On my Facebook wall this morning I came across a video clip posted by Israel Hershberg, a painter who is also the Artistic Director and Founder of the Jerusalem Studio School.

The video, which was excepted from a 2008 BBC program, The Mona Lisa Curse, by critic Robert Hughes, straddles both sides of an art world faultline. On the one side, are those who think that Andy Warhol damaged art and painting, and took it into the realm of a joke. Hughes, who feels that Warhol "had nothing to say," is one of Warhol's detractors.

Hughes likes Non-Warholian art. Non-Warholian artists believe in the primacy of making things and employ tangible skills and ideas in the process. They also make their art without employing legions of paid assistants or relying on methods of mechanical reproduction.

On the other side of the argument is collector Alberto Mugrabi, whose father owned 800 Warhols. Mugrabi has a clear vision of Warhol's eminence. In his view Warhol was a visionary who "opened doors," for the next generation of artists including Richard Prince and Damien Hirst, both of whom Hughes dismisses. Mugrabi clearly embraces the Post-Warhol artists who have no qualms about fame, or sensationalism, and who have chosen ideas over skills. Of course Mugrabi is willing to unreservedly trumpet his high regard for these artists: he and his family own stock in them in the form of their works of art.
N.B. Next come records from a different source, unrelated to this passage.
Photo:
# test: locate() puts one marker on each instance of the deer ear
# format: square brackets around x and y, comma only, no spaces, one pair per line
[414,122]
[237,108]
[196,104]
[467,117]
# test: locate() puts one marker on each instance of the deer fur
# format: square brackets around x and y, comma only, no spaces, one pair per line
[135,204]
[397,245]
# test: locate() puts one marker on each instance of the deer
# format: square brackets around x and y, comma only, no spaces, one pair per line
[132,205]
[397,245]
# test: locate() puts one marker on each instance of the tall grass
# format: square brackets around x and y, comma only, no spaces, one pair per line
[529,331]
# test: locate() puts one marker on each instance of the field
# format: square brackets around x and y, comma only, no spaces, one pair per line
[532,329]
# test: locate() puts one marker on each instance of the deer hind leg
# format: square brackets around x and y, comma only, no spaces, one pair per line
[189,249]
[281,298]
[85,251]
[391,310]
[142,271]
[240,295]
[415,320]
Take five minutes, watch this video, and let me know how you respond. Marion Maneker of the Art Market Monitor thinks that Hughes embarrasses himself: "It's almost painful to watch the conversation between Alberto Mugrabi and Robert Hughes. Hughes's bullying does his wit, learning and great skill as a writer no credit." Painter Alan Feltus, who responded to the video on Hershberg's Facebook wall, feels differently: "Few of us can say what he (Hughes) says as well to a listening audience."

I'll toss out my opinion: I don't think Warhol was stupid -- I think he was a genius as a social observer and marketeer -- but I also think he did genuine damage to the field of art. I also think that Hughes is right to make us all suspicious of the power that collectors have to influence prices, taste, and museum curators. Israel Hershberg, who doesn't mince words, said this on Facebook:

The substance of the video is not about stylistic biases as much as it is about the stated goals of fatuous idiots with fortunes like Mugrabi manipulating cultural institutions into adopting their impulses as private collectors into museum practice.

I'm ready for a good healthy comment war here, so bring it on. I'll be aligning myself with Robert Hughes.